The guards at the Oracles’ gates did not stop the carriage at all.
The guards at the doors looked both annoyed and relieved; they allowed all three to enter the front doors. Master Sabrai was standing impatiently, all but glaring at an ornate clock; he transferred that glare to the visitors. He did not, however, accuse them of being late.
“This way,” he said, speaking to Severn and Ybelline. “Not you,” he added, in the vicinity of Elluvian. “You were not mentioned and the appointment does not cover Barrani visitors.”
“Severn Handred is a Wolf,” Elluvian began.
“I have cleared the lack of a partner with Lord Marlin. You are to remain either in the waiting room or in the carriage, with his blessing.”
“Am I to receive refreshments of any kind while I wait?”
“That, certainly, can be arranged; I am in need of a drink myself and would be delighted to keep you company.”
“You are not part of the interview?”
“No. My absence has been requested by the Oracle.”
“And you accepted this?”
“She is not one of the children,” Master Sabrai replied. “And does not require my intervention in the same way. The Oracle believed that Severn and Ybelline would know both the rules of the Halls and the location of the meeting—and it appears that she was correct.”
It was strange to climb these stairs on his own feet, behind his own viewpoint. The first time he had climbed them, he had had three sets of eyes, and they each noted slightly different things. The stairs and the halls hadn’t changed much in the intervening years.
Random, however, had.
He didn’t recognize her; felt almost embarrassed that he had expected to. He, Severn, had nevermet her. But the meeting between the Tha’alani children and Random in her youth had felt so real to him he felt dislocated, momentarily uncertain of who he was.
She didn’t seem to suffer from the same dislocation, but she was older. Older than either Severn Handred or Ybelline Rabon. He thought her forty; he’d thought her thirteen when she’d dragged the three Tha’alani up the stairs to see the amazing Dragon and her private room.
He couldn’t imagine this woman dragging those children up those stairs. Time changed everything.
“They died,” the woman who had been the child called Random said. “They died. I could not prevent it. I did try, when I understood. But it was late by then. Late.”
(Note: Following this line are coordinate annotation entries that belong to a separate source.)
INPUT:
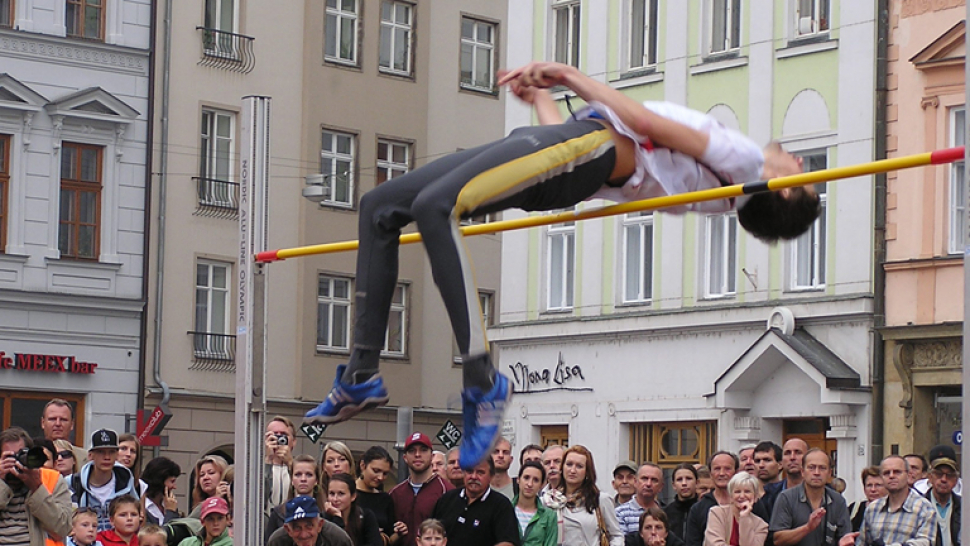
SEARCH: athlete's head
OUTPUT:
[738,141,821,243]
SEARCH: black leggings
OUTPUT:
[351,120,615,369]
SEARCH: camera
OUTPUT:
[13,446,47,470]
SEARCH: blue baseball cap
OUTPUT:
[284,496,320,523]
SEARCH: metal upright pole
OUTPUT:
[233,97,270,544]
[960,6,970,544]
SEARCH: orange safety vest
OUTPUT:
[40,468,64,546]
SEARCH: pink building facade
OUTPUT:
[873,0,966,455]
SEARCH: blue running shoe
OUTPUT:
[303,364,388,425]
[458,373,512,468]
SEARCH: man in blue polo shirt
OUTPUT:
[434,457,522,546]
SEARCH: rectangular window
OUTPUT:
[704,214,738,298]
[0,0,13,28]
[707,0,741,54]
[552,1,580,67]
[0,135,10,252]
[381,284,408,356]
[623,212,653,303]
[546,222,576,311]
[791,150,828,290]
[192,260,235,360]
[379,0,414,76]
[461,17,497,93]
[320,130,357,207]
[198,109,239,209]
[628,0,658,70]
[795,0,831,36]
[317,275,350,351]
[324,0,360,64]
[57,142,102,260]
[949,106,967,254]
[451,292,493,365]
[377,139,411,184]
[65,0,105,40]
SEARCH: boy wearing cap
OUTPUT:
[179,497,232,546]
[924,454,963,546]
[391,432,454,546]
[266,496,353,546]
[68,428,141,531]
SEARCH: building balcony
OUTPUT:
[188,332,236,372]
[192,176,239,218]
[195,27,256,73]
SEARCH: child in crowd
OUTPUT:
[98,495,141,546]
[179,497,232,546]
[138,523,168,546]
[64,507,102,546]
[418,518,448,546]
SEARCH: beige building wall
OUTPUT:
[882,0,966,455]
[145,0,506,508]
“You called us here,” Severn said.
Ybelline touched his arm gently. He nodded. “You knew that we would learn what had happened that day.”
Random inclined her head. She was dressed in much the same fashion as Ybelline. She held out her hands, the same way Severn had done at the gates of the Tha’alani quarter, but her eyes were glimmering. Ybelline walked to where she sat, and carefully took both hands in her own.
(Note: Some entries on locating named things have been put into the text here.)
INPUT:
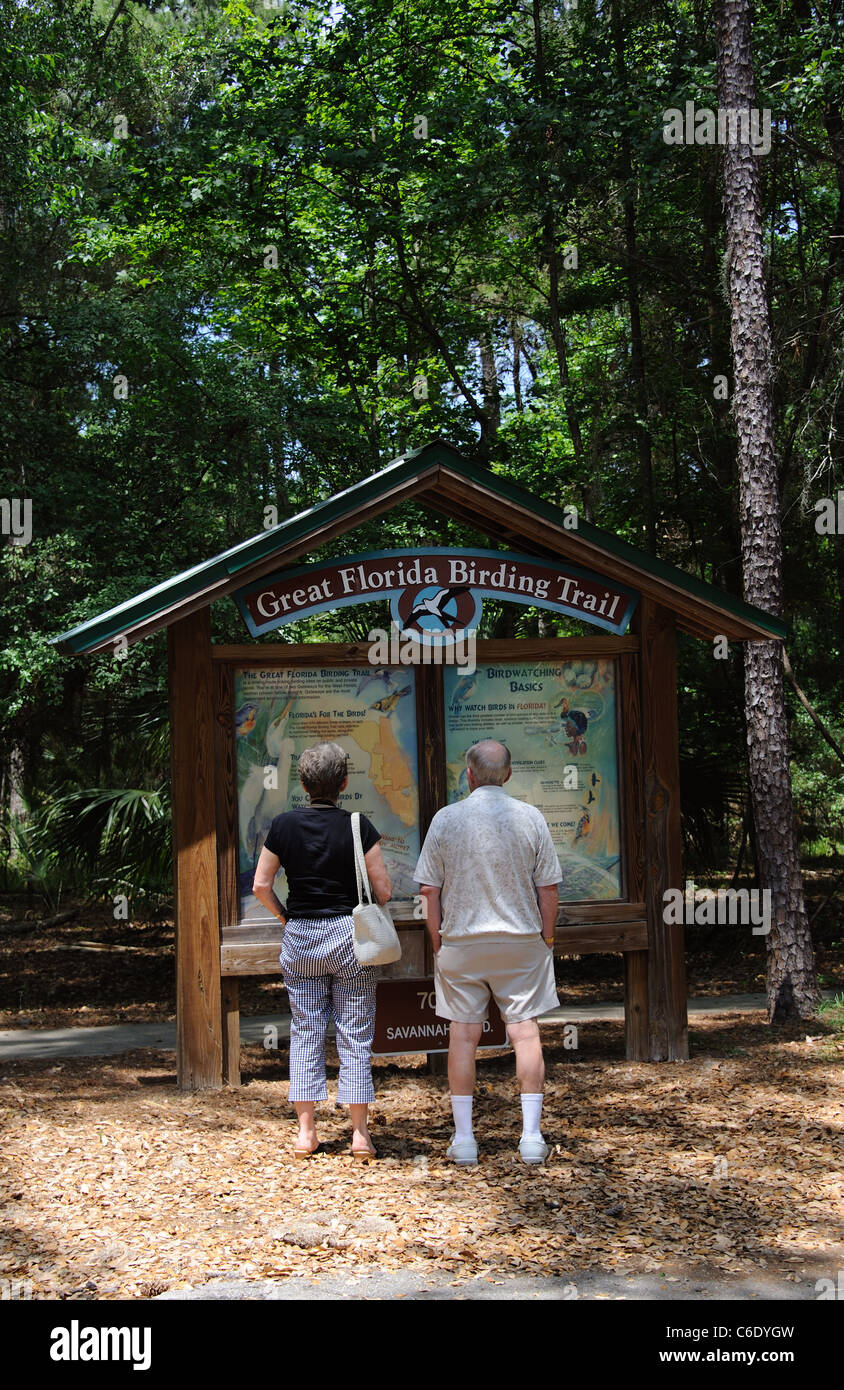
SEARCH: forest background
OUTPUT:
[0,0,844,934]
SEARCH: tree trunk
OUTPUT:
[715,0,819,1023]
[612,0,656,555]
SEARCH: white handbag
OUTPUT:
[352,810,402,965]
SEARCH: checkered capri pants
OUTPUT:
[278,916,375,1105]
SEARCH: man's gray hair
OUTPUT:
[466,738,510,787]
[299,744,348,801]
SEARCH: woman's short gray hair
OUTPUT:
[299,744,349,801]
[466,738,510,787]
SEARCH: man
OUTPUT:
[414,738,562,1165]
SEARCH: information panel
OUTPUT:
[234,666,420,922]
[444,660,622,902]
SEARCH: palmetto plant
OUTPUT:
[43,785,172,894]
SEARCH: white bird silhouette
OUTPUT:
[405,585,469,627]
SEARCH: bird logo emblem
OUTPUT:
[370,685,410,719]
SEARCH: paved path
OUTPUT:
[0,990,784,1063]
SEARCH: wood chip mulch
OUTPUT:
[0,1015,844,1300]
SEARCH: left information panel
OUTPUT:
[234,666,419,922]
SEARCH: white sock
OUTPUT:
[520,1091,542,1138]
[452,1095,474,1144]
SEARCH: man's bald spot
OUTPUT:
[466,738,510,787]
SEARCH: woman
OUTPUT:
[252,744,392,1162]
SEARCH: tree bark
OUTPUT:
[715,0,820,1023]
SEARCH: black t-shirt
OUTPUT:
[264,806,381,917]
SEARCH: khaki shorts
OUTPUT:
[434,931,559,1023]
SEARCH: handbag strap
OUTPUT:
[352,810,373,905]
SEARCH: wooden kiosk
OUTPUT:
[56,441,786,1090]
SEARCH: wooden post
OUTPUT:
[616,652,651,1062]
[213,663,241,1086]
[167,607,222,1091]
[628,598,688,1062]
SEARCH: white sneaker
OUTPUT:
[445,1138,478,1168]
[519,1138,551,1163]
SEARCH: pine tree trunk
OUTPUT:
[715,0,819,1023]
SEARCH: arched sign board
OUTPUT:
[231,549,638,926]
[234,548,638,641]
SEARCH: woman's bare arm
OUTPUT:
[252,847,288,922]
[363,845,392,902]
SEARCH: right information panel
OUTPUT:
[444,659,623,902]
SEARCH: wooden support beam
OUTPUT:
[167,607,222,1091]
[633,598,688,1062]
[616,651,651,1062]
[220,960,240,1086]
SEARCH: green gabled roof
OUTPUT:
[53,439,787,653]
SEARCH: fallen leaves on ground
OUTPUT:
[0,1015,844,1298]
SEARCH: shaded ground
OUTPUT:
[0,1013,844,1300]
[0,870,844,1029]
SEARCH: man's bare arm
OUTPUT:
[419,883,442,955]
[537,883,559,947]
[363,845,392,902]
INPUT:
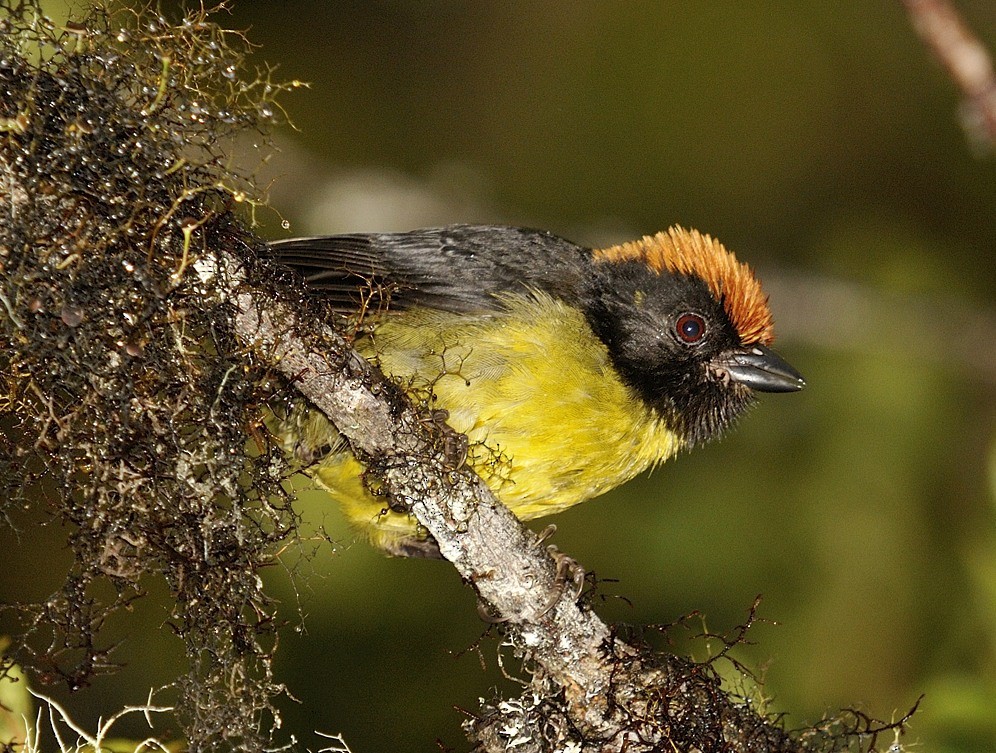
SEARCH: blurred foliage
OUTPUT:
[0,0,996,753]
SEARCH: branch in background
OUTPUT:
[903,0,996,151]
[0,0,905,753]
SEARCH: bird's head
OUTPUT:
[586,227,805,444]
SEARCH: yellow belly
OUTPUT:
[300,295,680,548]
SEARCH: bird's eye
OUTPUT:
[674,314,706,345]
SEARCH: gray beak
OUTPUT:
[712,345,806,392]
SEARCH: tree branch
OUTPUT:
[903,0,996,150]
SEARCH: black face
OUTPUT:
[587,261,753,443]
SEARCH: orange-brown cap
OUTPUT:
[593,225,774,345]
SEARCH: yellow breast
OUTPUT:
[315,294,680,543]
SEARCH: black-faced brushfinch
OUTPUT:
[268,225,805,555]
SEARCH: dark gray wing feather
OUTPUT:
[267,225,591,312]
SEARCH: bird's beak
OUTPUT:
[712,345,806,392]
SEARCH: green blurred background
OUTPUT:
[0,0,996,753]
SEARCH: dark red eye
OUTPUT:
[674,314,705,345]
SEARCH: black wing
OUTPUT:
[267,225,591,312]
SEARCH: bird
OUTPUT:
[266,220,805,557]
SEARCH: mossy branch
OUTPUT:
[0,0,916,752]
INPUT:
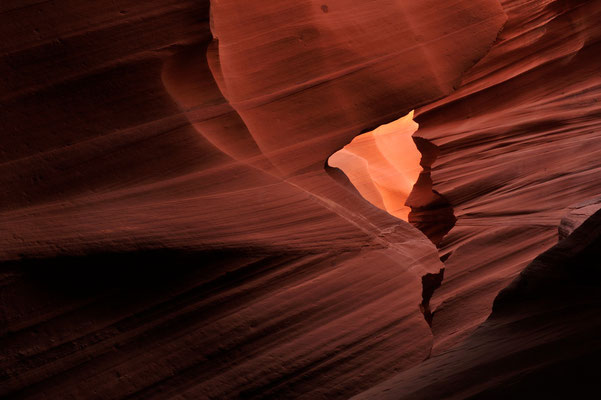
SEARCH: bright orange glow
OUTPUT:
[328,111,422,221]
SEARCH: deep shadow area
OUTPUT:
[6,249,264,297]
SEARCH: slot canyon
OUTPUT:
[0,0,601,400]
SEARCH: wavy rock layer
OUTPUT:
[355,208,601,399]
[408,0,601,353]
[0,0,505,399]
[328,112,422,221]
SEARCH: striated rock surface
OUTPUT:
[0,0,505,399]
[328,112,422,221]
[354,208,601,399]
[558,197,601,240]
[408,0,601,353]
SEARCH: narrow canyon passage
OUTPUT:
[0,0,601,400]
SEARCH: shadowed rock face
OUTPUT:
[354,212,601,399]
[0,0,505,399]
[0,0,601,399]
[408,1,601,353]
[328,112,422,221]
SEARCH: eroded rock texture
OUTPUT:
[0,0,601,399]
[354,212,601,399]
[416,0,601,353]
[0,0,505,399]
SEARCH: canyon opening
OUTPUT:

“I knew you would remember,” Random said, the glimmer becoming tears. “I knew you would both remember.”
“When did you know this?” Severn asked, softening his voice.
Random didn’t seem to understand the question. Or perhaps Ybelline had asked the question in a different way, because Ybelline was now touching Random’s forehead with her antennae—just as, years or decades ago, Tessa had done.
Random didn’t speak. Not in a way Severn could hear. Nor did Ybelline. Severn turned his back upon them as they sat in the chairs Random had decorated for today’s appointment. There was a chair with his name painted across the back, but he didn’t take it.
He turned to the door, and he watched it. There was no other way to enter this room.